Whether the camera “lies” or not doesn’t make Tate Modern’s new exhibition of surreptitious photography any less arrestingby Nigel Warburton / May 25, 2010 / Leave a comment
Caught unawares: from Philip-Lorcia diCorcia’s Heads
Photographic theory is packed with clichés: “the medium is essentially voyeuristic,” “the camera can lie” or even “the camera always lies.” But there is only so much philosophising anyone can take. And fortunately, as the 250 pictures in Tate Modern’s “Exposed” exhibition (which runs from 28th May to 3rd October) show, the images themselves are usually more interesting and unsettling than any theory spun about them.
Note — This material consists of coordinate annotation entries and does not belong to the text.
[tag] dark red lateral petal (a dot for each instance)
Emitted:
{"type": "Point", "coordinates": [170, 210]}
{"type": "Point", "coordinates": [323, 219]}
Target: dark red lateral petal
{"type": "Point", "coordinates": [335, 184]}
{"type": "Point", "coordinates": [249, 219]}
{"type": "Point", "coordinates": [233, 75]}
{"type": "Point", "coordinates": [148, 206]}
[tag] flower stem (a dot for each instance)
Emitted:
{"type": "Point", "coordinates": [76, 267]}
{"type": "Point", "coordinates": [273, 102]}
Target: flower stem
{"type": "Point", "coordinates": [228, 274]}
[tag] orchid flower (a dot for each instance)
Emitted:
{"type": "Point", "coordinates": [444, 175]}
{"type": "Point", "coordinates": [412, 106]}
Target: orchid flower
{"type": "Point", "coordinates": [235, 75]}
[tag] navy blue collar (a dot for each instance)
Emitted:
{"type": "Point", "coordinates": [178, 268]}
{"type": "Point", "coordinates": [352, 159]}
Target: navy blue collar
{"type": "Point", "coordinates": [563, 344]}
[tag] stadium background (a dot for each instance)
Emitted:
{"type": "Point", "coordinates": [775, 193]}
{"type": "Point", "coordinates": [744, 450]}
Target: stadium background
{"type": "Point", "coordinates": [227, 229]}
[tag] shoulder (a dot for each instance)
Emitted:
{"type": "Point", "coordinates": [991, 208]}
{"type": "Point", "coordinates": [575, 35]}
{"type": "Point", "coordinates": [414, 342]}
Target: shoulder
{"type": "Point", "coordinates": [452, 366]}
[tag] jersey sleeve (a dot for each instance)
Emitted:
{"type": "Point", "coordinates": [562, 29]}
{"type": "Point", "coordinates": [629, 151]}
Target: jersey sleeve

“Exposed” is subtitled “voyeurism, surveillance and the camera,” and its theme is images taken without the explicit permission of their subjects. Organised in five sections—The Unseen Photographer, Voyeurism and Desire, Celebrity and the Public Gaze, Witnessing Violence, and Surveillance—the show ranges from the late 19th century to the present and shuffles famous images alongside the works of anonymous and less-well-known photographers. The result is an arresting visual commentary on relationships of power and pleasure.
When the photographer is unseen, people behave differently. Without the need to present a front or to pose, the mask may drop. Such candid photography makes the relationship between photographer and subject asymmetrical since it involves stalking the prey unseen and is essentially exploitative. The most remarkable examples of this way of working in “Exposed” are the work of the American Philip-Lorca diCorcia. For his series Heads (1999-2001), he used a telephoto lens and elaborate strobe lighting to photograph unsuspecting subjects in Times Square, catching ordinary people in absent-minded reflection. The strobe light abstracts them from their context, so they are isolated against a black background.
The result is more poetic than documentary. Indeed, diCorcia’s works have been described as photographic Rorschach tests—ambiguous images that invite the viewer to project interpretations onto them. As with many of the images on show, we don’t know much about what was going on when the shutter fell—but we feel we do, and construct a narrative on the basis of that frozen moment. The implied story is usually more important than the reality. In the case of diCorcia, understandably, not everyone was delighted to discover that their image had become art: at least one inadvertent sitter has tried to sue the photographer for invasion of privacy—though without success.
A different yet equally controversial take on reality is provided by Alison Jackson’s Queen Playing with Corgis (2007), in which a footman in livery is about to throw a ball for two dogs while the monarch, wearing wellies, looks on. This appears to be a classic paparazzi shot, using a telephoto lens from between the railings at Sandringham to catch its victim off-guard, revealing what we always suspected about her. Except it isn’t. It’s an ironic staging using a lookalike. Jackson specialises in irreverent pseudo “pap shots.” Her portfolio includes Mick Jagger having Botox injections, George W Bush in the Oval Office struggling to solve a Rubik’s Cube, Prince William semi-naked trying on a crown in front of a mirror and, perhaps most memorably, the Queen reading a magazine on the loo.
The people captured in photographs can’t see you observing them, which makes it a near perfect medium for the sexual voyeur. Since photography’s inception, pornographers have exploited its seeming ability to reveal what you wouldn’t otherwise have seen—hence the tradition of “what the butler saw.” But having given us a peep at the birth of a pornographic tradition with explicit Victorian stereographic images, the curators shy away from following through this historical trajectory. A fuller history of photographic voyeurism would be closer to the censor’s radar, and would be impossible to show in a major gallery.
Weegee—the pseudonym of American photographer Arthur Fellig—had a police radio, and used it to beat New York cops to crime scenes. He knew all about our fascination with death and suffering. In his classic 1941 shot Their First Murder, excited rubber-necking children crowd each other to get a view of the out-of-frame corpse. It is easy to be horrified by this bloodthirsty mob, but there is something of those children in all of us. And witnessing the effects of violence through photographs can simultaneously serve moral ends. Nick Ut’s unforgettable record of a child running from a napalm attack in south Vietnam—also on display here—helped change the public perception of a war.
The photographic theorists are partly right, of course. Without independent information about what is in front of the lens, we never know exactly what we’re looking at. But as this exhibition shows, that needn’t stop us enjoying and learning from our imaginative engagement with what we think we can see.